As apólices de seguro que protegiam as obras mais valiosas estavam vencidas.
Niomar começou a reformar o apartamento, mas, tão logo terminou de cimentar as paredes destruídas, vendeu-o, num rompante.
Após o incêndio do apartamento do Flamengo, Mauro passou a auxiliar a avó na tarefa de recuperação dos objetos restauráveis. Desenvolveu-se entre os dois uma relação de grande afeto e cumplicidade. Aos vinte e um anos, tornou-se sua companhia mais freqüente, seu braço-direito e confidente. Por isso, preserva parte significativa da memória de Niomar:

“Eu acabei conhecendo um pouco a história da Niomar – e não mais da minha avó – em virtude dela mesma ir me contando. No mês e meio que ficamos juntos em Paris, em 1986, muitas vezes a gente ficava a noite inteira acordados, ela me contando as histórias dela.”

Dos três netos, fora sempre o mais próximo da avó. Seus dois irmãos mais velhos, acredita, acompanharam o pai nos altos e baixos de sua relação com Niomar. Mauro era mais jovem e, ao contrário de Antônio Moniz Neto, havia sido poupado do convívio com a mão forte de Niomar quando esta detinha mais poder.
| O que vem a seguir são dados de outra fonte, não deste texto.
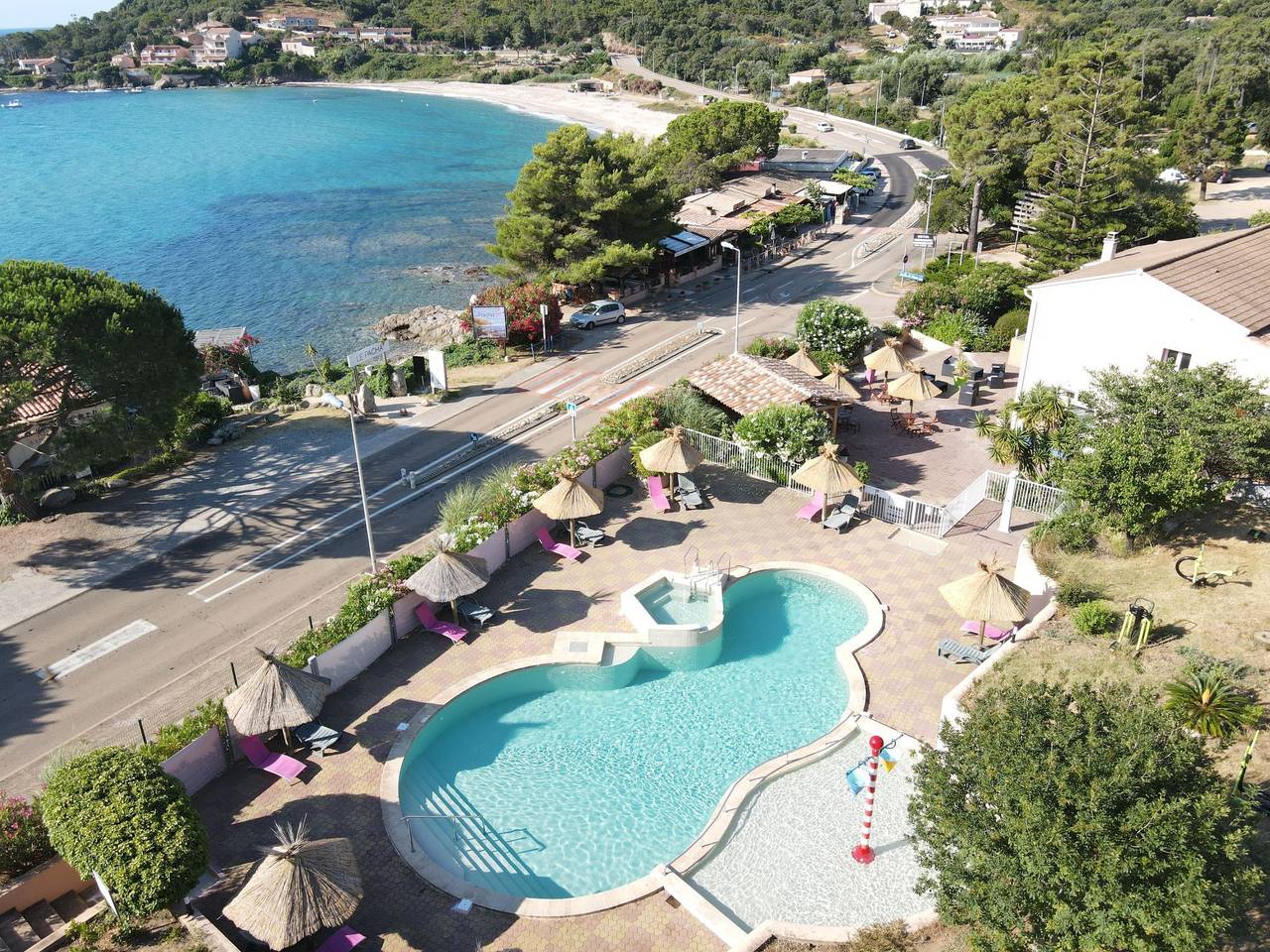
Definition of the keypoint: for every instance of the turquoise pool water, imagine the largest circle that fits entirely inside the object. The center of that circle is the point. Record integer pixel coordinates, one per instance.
(675, 604)
(585, 777)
Por sua vez, Niomar encontrou no neto mais moço um apoio afetivo num momento da vida em que já se encontrava privada de muito do que fizera dela uma proeminente figura pública. O segundo marido, Paulo, morrera. O Correio já acabara, e com ele fora-se a imensa influência política que teve ao longo das décadas de 50 e 60. Por motivos políticos, afastara-se da direção do Museu de Arte Moderna, o qual, em 1975, pegou fogo, destruindo muito daquilo por que Niomar lutara ao longo da vida. O passar dos anos apagava seus encantos físicos. Por fim, um segundo incêndio, desta vez em seu apartamento na Avenida Rui Barbosa, em 1985, destruiu a valiosíssima coleção de arte que reunira ao longo da vida. Mauro entrou em sua vida num momento em que os encantos da vida pública e privada ofereciam pouca concorrência ao amor maternal. Seu depoimento é, por isso, ao mesmo tempo precioso e comovente.

“Na verdade, eu adoro falar da minha avó. Eu penso muito nela, foi uma pessoa fundamental na minha vida. (...) Eu tive uma relação com ela que eu digo que é de avó e neto e, ao mesmo tempo, ela foi me moldando a ela (...).Nessa fase em que ela não podia mais ficar sozinha, ela tinha uma pessoa que ficava com ela e, quando essa pessoa não estava, quem ficava com ela era eu. Não podia ser outra pessoa, porque ela não aceitava mais ninguém. E, às vezes, ela falava "Ah, que chato para você ficar aqui comigo...". Mas a verdade é que nunca foi chato para mim ficar com ela. Toda vez que eu me lembro dela ou que eu estou com ela eu me sinto uma pessoa melhor. Acho que isso traduz o que eu sinto por ela.”[2]

Mauro lembra que, vaidosa, nunca gostou que a chamassem de avó. Preferiam que a chamassem pelo nome. Não suportava, também, ser tratada por “senhora”. E era econômica nas demonstrações de afeto.

“Ela não era uma pessoa que você tivesse vontade de abraçar, chamar de vovó, dar um monte de beijinhos... Niomar não inspirava isso, de maneira nenhuma. E, embora fosse baixinha, impunha muito respeito (risos).”[3]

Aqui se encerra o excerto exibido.